A previous study has reported the efficacy of corticosteroid therapy in COVID-19 patients [11]; corticosteroid therapy might be also effective in ILD patients with COVID-19. In this study, 76.9% of patients with COVID-19 were treated with corticosteroids. Furthermore, the proportion of patients treated with corticosteroids, remdesivir and baricitinib was approximately matched between the ILD and non-ILD groups. Treatment with remdesivir and baricitinib has been shown to be effective in COVID-19 patients [6,12]. Although the effectiveness of tocilizumab is still unclear [13], treatment with these drugs may improve outcome, especially in patients with ILD.

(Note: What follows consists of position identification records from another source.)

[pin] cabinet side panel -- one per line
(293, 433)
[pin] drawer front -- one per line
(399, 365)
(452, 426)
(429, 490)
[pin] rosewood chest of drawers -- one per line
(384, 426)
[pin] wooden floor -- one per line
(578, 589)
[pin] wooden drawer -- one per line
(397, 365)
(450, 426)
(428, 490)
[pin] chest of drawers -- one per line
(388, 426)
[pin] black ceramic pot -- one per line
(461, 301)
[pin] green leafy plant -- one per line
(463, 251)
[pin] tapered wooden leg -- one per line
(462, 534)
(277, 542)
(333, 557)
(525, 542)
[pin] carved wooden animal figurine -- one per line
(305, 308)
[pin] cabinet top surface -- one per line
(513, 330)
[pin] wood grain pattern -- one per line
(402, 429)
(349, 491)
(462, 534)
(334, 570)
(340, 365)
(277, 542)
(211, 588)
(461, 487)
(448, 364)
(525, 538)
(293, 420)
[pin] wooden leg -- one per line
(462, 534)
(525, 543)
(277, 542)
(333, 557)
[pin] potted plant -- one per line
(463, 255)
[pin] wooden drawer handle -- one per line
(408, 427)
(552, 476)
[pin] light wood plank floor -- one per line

This study had some limitations. First, this was a single-center retrospective study, and the number of enrolled patients was relatively small. Although there was no statistical difference between the two groups, the mortality rate in ILD patients with COVID-19 was about three times as much as that in non-ILD COVID-19 patients. This suggests statistically low power of this study. Also, as our hospital is designated to treat patients with mild to severe illness only; critically ill patients were not admitted. This may have influenced the small number of deaths in our hospital. Second, the number of patients with IPF was relatively low. This may affect the outcome of COVID-19 patients with ILD. Third, it was sometimes difficult to discriminate preexisting ILD if patients had not visited the hospital prior to the COVID-19 admission. Further studies are needed to establish the optimum treatment for COVID-19 patients with ILD.

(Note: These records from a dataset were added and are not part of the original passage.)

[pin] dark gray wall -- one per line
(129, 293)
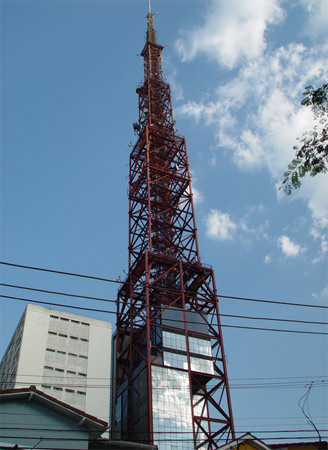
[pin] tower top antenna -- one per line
(151, 33)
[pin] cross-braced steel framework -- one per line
(165, 275)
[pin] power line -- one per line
(83, 308)
(115, 301)
(108, 280)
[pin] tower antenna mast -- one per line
(171, 382)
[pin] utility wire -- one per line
(108, 280)
(171, 320)
(65, 294)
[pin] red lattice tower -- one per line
(168, 295)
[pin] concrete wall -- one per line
(67, 356)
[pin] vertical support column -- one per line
(223, 360)
(148, 350)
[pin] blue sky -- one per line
(237, 70)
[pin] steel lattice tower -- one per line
(171, 385)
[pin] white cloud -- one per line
(320, 236)
(197, 196)
(220, 226)
(262, 103)
(288, 247)
(317, 11)
(233, 31)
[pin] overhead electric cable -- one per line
(163, 289)
(171, 320)
(65, 294)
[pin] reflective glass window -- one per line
(200, 346)
(174, 341)
(201, 365)
(175, 360)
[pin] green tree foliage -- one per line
(311, 156)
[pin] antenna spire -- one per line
(151, 32)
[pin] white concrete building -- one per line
(65, 355)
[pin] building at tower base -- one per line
(65, 355)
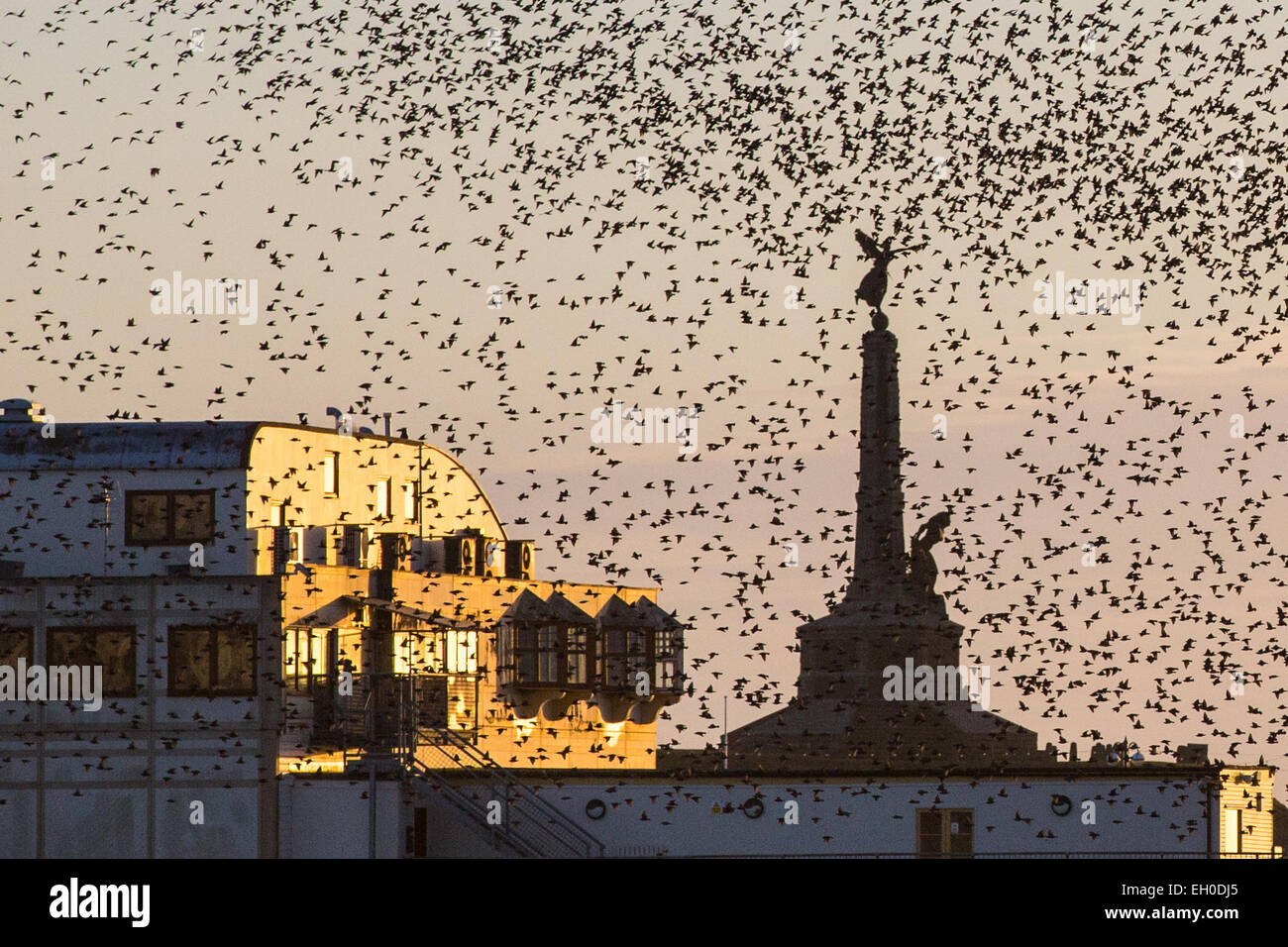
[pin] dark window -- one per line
(945, 832)
(625, 655)
(331, 474)
(550, 655)
(112, 648)
(168, 517)
(666, 668)
(304, 660)
(211, 661)
(16, 643)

In conclusion, the mortality rate was not statistically different between ILD group and non-ILD group. Treatment with corticosteroids, antiviral drugs, and immunosuppressive agents may affect the outcome of COVID-19 patients with ILD.

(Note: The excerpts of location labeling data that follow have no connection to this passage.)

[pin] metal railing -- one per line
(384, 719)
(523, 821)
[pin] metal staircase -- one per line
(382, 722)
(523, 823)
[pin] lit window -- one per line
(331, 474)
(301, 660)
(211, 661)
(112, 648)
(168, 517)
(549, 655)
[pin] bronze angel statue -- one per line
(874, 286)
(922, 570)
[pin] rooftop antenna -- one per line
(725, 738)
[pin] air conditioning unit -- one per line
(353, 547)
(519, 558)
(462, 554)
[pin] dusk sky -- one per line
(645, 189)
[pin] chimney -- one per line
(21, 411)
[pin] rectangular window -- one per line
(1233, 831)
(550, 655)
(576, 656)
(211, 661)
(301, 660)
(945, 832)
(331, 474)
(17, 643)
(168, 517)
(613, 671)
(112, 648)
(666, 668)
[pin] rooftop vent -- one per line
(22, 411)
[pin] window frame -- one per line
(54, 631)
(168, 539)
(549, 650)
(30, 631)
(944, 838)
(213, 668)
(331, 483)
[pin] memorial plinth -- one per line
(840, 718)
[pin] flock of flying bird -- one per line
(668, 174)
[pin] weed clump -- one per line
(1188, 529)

I certify that a part of this study was presented at European Respiratory Society International Congress 2021 (Online, September 6, 2021).

Authorship statement

Concept and design: T.Y, E.H, T.O, Acquisition, analysis, or interpretation of data: T.Y, Data collection: T.Y, T.B, T.I, Drafting of the manuscript: T.Y, Statistical analysis: T.Y, All the authors meet the ICMJE authorship criteria.

Funding

None.

Declaration of competing interest

The authors declare no conflicts of interest.

Acknowledgments

We thank the patients who consented to participate in this study.